Training for Iron Bike Oradea 2011

trip report

“Must have been tough on that bike, wouldn’t it have been better had I given you a scythe to help me?” The man was sharpening his scythe in a field on the outskirts of the Magura village, near the cart road that goes up from Moeciu de Jos. The afternoon was hot, the man was surrounded by long lanes of freshly cut luscious grass, while I was already leaving behind 90 km of bike trails and a 3.000 m elevation. The time was right for some wise banter. And so I answered him “it might have been, but I don’t know much about cutting the hay, now do I”. “All for the better then”, the man merrily replied and we both went our separate ways. Mine was about to end, after the climb to Magura, all there was left was the descent to Zarnesti and the day would come to an end.

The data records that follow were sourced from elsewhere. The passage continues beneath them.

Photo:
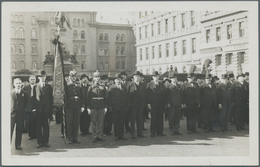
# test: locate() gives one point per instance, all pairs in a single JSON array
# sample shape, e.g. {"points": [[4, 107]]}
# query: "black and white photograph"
{"points": [[130, 83]]}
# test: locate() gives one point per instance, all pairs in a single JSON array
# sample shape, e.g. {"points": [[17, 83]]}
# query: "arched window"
{"points": [[75, 34], [106, 65], [34, 66], [82, 34], [34, 48], [34, 33], [22, 65], [75, 49], [117, 65], [100, 36], [21, 48], [122, 51], [13, 48], [122, 37], [117, 37], [82, 49], [21, 33], [20, 18], [83, 65], [101, 65], [123, 65], [106, 37], [13, 65], [12, 32], [33, 20]]}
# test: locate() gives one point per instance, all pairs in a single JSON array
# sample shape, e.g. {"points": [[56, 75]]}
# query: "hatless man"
{"points": [[19, 100]]}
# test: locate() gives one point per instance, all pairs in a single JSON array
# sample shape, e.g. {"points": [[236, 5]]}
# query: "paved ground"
{"points": [[232, 143]]}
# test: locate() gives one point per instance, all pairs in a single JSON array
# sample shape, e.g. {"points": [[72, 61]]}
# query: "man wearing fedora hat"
{"points": [[191, 100], [156, 103], [43, 103], [136, 103], [117, 103]]}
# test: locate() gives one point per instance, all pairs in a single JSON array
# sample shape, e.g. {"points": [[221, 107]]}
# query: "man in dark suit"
{"points": [[191, 100], [18, 104], [117, 102], [208, 95], [31, 114], [43, 103], [135, 103], [174, 103], [84, 117], [156, 103]]}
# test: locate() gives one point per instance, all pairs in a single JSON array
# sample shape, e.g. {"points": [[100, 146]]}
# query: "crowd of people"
{"points": [[206, 102]]}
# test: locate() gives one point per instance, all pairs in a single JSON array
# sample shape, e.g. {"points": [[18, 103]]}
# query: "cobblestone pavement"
{"points": [[231, 143]]}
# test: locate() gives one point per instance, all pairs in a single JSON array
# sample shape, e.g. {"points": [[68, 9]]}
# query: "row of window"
{"points": [[166, 25], [218, 32], [167, 51]]}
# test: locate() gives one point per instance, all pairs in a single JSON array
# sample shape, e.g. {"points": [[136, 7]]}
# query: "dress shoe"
{"points": [[18, 148]]}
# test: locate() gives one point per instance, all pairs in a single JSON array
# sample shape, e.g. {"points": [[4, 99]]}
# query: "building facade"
{"points": [[108, 48]]}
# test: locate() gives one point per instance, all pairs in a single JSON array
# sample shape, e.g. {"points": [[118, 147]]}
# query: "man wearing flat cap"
{"points": [[84, 117], [73, 108], [97, 107], [191, 100], [117, 103], [156, 103]]}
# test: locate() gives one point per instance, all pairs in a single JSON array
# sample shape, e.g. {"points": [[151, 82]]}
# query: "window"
{"points": [[175, 49], [193, 45], [192, 18], [241, 29], [20, 18], [167, 50], [218, 34], [153, 52], [34, 65], [83, 65], [117, 65], [34, 33], [82, 34], [101, 37], [183, 20], [117, 37], [33, 20], [82, 49], [229, 31], [141, 56], [34, 48], [152, 30], [75, 34], [184, 47], [21, 48], [75, 49], [106, 37], [229, 58], [122, 37], [166, 25], [12, 32], [122, 51], [21, 33], [13, 65], [207, 36], [22, 65], [13, 48], [159, 27], [160, 51], [146, 53], [174, 23]]}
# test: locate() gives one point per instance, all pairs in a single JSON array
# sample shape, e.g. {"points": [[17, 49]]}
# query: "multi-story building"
{"points": [[109, 48], [224, 41], [168, 38]]}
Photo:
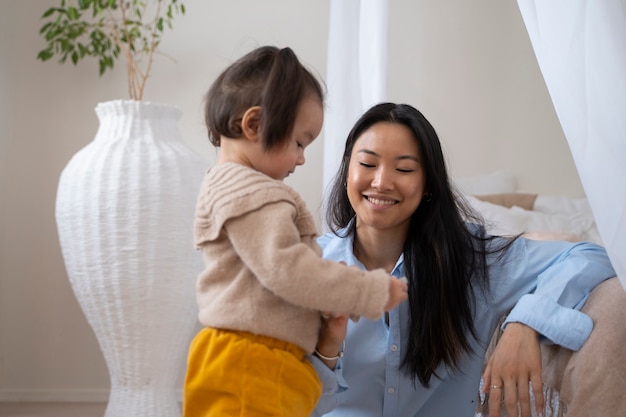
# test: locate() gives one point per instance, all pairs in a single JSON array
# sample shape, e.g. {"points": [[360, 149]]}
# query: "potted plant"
{"points": [[124, 208], [131, 29]]}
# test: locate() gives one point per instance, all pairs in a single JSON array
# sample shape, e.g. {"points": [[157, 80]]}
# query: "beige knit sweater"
{"points": [[264, 273]]}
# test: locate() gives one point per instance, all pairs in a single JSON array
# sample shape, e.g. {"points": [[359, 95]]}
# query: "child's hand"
{"points": [[398, 292]]}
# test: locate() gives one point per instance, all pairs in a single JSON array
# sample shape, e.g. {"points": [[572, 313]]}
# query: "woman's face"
{"points": [[385, 180]]}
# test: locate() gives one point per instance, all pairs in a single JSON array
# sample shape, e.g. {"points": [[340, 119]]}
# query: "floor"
{"points": [[17, 409]]}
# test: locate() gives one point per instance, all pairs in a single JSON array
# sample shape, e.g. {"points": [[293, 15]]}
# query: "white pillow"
{"points": [[510, 221], [494, 183]]}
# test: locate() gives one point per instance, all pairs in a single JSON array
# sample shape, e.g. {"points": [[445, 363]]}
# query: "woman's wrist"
{"points": [[334, 357]]}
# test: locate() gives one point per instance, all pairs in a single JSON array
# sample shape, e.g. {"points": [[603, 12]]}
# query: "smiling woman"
{"points": [[392, 207], [386, 180]]}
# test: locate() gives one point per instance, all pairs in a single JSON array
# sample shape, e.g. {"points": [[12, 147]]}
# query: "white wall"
{"points": [[469, 67]]}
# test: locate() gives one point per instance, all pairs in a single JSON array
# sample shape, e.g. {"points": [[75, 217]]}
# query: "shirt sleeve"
{"points": [[557, 278], [333, 383]]}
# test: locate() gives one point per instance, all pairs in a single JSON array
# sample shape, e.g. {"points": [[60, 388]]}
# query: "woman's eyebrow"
{"points": [[399, 158]]}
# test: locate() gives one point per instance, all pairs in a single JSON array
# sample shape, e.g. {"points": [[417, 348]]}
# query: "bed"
{"points": [[591, 381]]}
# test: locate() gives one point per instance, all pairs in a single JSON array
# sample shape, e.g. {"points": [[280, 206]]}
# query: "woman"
{"points": [[391, 206]]}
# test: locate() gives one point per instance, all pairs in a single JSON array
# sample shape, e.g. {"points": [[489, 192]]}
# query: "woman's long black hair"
{"points": [[443, 258]]}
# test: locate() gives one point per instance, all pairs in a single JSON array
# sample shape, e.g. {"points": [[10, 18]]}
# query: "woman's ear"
{"points": [[251, 123]]}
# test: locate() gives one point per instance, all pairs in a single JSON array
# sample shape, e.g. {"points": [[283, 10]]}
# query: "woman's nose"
{"points": [[381, 180]]}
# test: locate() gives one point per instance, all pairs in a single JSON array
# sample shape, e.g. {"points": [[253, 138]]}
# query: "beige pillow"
{"points": [[523, 200]]}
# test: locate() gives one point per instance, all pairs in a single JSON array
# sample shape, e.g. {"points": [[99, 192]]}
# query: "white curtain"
{"points": [[580, 46], [357, 71]]}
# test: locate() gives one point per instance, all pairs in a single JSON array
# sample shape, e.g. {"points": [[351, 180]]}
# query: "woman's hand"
{"points": [[515, 362]]}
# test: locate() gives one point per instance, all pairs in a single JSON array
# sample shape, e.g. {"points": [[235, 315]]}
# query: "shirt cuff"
{"points": [[333, 383], [560, 325]]}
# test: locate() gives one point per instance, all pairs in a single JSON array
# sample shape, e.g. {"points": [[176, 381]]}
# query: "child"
{"points": [[265, 283]]}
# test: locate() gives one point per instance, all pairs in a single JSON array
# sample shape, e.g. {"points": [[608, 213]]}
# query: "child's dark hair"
{"points": [[269, 77]]}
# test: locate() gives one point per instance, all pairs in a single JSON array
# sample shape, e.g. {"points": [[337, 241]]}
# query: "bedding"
{"points": [[509, 211], [575, 384]]}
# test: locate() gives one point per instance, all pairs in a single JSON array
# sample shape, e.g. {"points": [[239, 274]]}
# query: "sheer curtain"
{"points": [[357, 71], [580, 46]]}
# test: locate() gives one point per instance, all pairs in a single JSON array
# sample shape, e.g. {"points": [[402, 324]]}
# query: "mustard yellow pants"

And a long day it had been, started at 6AM in Brasov, with the hope that the tour would end early in the afternoon, so as to avoid the rain. We finished late, but the rain didn’t come either. We knew the route, since last year, when I went with Mihai and Paul from Brasov to Rasnov in 100 km, as practice for the Iron Bike Oradea 2010. Our motivation was pretty much the same this year as well, since Mihai was looking forward to another round of suffering in 2011. So, I took advantage of the situation and decided to take the group on some detours (besides the man with the iron bike, we were also joined by Christi, Mihai from Medias and Andrei). And my detours proved to be all of them quite interesting. Through dewy high grass, and across wide clearings dotted with old oak, down on steep and fun single trails, fit for any “king of the mountain” competitions. The entire tour is in fact very intense, only here and there interrupted by easier parts.

Our plan once in Zarnesti was to take the train back to Brasov. It turned out that the train left 5 minutes before we arrived and we had to wait for more then an hour for the next! But what’s 26 km more, when you’ve already done over 100? On asphalt, slightly descending, wind pushing us from the back (now that’s a miracle). And so Christi took the train and kept us at a steady 35km/h. He even impressed a train mechanic, who honked the horn as the train passed us pay. The next day, while Christi and Mihai were so hipped up that they took the bikes to Poiana Brasov, we were left to lick our wounds, while Mihai was wisely pondering the IBO of next weekend. Happy trails to him!